A segunda e mais importante, este foi apenas a primeira convocação aceita pela sociedade para defender o estado de direito e Dilma, se a situação política continuar acentuando o cenário de polarização, poderá levar ainda mais gente a apoiar o governo e reverter a situação de desvantagem na disputa travada politicamente.
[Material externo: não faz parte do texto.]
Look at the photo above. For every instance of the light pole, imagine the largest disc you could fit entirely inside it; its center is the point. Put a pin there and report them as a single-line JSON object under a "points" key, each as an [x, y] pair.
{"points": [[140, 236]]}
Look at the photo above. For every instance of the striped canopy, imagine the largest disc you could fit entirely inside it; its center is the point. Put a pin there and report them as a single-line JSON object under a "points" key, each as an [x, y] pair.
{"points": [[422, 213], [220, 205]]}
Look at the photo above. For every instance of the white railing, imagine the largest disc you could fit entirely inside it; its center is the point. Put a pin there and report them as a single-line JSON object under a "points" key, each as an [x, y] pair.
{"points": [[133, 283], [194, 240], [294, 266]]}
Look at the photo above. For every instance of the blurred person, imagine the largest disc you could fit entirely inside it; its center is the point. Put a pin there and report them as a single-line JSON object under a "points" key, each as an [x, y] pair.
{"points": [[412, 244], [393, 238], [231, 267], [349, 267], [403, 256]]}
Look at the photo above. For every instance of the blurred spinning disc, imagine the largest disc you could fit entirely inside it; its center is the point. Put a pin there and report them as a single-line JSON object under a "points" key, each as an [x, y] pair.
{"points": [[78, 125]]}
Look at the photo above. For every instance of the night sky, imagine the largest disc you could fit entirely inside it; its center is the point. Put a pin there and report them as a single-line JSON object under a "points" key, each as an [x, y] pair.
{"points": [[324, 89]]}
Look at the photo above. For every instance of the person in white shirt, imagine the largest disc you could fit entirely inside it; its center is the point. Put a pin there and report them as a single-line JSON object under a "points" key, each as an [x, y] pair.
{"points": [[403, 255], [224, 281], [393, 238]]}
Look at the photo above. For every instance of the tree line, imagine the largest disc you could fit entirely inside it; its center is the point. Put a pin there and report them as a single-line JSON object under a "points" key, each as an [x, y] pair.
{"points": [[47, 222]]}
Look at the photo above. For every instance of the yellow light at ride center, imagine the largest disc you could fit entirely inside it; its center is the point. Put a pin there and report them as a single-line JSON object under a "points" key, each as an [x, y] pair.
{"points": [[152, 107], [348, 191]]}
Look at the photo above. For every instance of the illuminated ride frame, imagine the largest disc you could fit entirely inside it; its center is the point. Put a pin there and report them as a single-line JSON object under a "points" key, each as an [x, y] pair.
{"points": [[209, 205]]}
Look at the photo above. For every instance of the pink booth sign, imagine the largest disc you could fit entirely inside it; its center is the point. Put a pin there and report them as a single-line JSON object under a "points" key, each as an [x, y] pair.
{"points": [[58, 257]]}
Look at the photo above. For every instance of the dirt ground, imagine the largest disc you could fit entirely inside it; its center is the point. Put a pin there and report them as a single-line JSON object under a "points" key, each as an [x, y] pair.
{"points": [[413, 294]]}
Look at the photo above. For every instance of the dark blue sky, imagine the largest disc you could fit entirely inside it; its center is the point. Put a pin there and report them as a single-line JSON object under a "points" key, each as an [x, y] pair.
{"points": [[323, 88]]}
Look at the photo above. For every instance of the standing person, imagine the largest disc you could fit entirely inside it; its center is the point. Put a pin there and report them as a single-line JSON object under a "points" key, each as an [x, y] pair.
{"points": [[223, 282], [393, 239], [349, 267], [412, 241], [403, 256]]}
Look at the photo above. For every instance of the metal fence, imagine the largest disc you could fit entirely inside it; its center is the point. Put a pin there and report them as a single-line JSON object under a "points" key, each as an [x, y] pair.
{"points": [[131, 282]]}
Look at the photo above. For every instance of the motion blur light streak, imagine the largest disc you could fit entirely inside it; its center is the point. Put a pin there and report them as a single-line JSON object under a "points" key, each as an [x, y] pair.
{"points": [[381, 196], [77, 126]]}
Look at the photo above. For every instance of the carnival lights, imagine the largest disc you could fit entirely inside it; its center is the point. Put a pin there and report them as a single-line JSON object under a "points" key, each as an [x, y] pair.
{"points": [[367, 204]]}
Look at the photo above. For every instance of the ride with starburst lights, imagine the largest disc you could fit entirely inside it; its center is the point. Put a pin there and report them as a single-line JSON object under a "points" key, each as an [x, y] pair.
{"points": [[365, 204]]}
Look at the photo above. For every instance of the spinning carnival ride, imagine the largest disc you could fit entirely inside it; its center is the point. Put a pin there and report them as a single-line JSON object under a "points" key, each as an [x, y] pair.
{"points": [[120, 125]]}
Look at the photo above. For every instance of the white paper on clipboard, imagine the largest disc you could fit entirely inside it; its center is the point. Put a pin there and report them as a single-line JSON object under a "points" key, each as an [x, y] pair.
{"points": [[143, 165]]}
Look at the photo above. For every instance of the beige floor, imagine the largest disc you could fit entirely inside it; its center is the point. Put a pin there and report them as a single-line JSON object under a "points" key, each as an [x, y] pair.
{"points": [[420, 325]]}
Ou seja, a mídia e a direita deram o discurso de mobilização que Dilma e o PT mais precisavam, os movimentos sociais e sindicais e a população simpática a presidenta, mas encapsulada pelo noticiário agressivo da mídia, mostraram que estão prontos para responder aos ataques, é só convocar.

Esta é mais uma grande oportunidade para Dilma, ao lado das bases sociais, pressionar a oposição, política e midiática, e derrotar a agenda conservadora.

Assim como a jovem que se surpreendeu quando lhe disse que mais de 50 mil pessoas foram as ruas em São Paulo para defender Dilma (ainda não dispunha da informação de que foram cerca de 100 mil), outros mais poderão perceber que a batalha não está vencida por quem, incessantemente, ladra como defensor da moralidade na tela da TV.

O combate político, no sentido de defender ideias e não da violência, indo para as ruas dará ao cidadão comum a certeza, ou pelo menos a parte considerável do contingente social que apenas ouve uma das partes, que existe resistência e uma batalha muito forte em jogo.

Dilma precisa liderar, legitimada como presidente eleita por mais de 54 milhões de votos, esta discussão e com um discurso mais direto, mostrar quem são os adversários de seu governo, da soberania nacional e da democracia.

Aquelas 100 mil pessoas caminhando sob chuva forte na avenida Paulista e outros tantos milhares país afora, respaldam a chefe do governo a ir para a luta e buscar reverter o cerco reacionário que se formou sobre o país e que tenta asfixiar sua administração.

Bastará Dilma manter-se longe do isolamento a que se submeteu após reeleita e não deixar de responder aos ataques que continuarão acontecendo, com argumentação subsidiada por dados concretos e, na essência, dialogando com o espectador que assiste a este vale tudo político, que a mídia transmite com o alvoroço de quem tem lado, muito claro, mas tão claro, que a sociedade possa dizer: “mas a Globo é contra a Dilma, né?”

Um comentário em ““Mas a Globo é contra a Dilma, né?”

  1. agroesdras
    15/03/2015

    A rede globo é a grande incentivadora de levar ódio as famílias para insufla-las a irem pelas ruas contra a nossa Presidenta Dilma.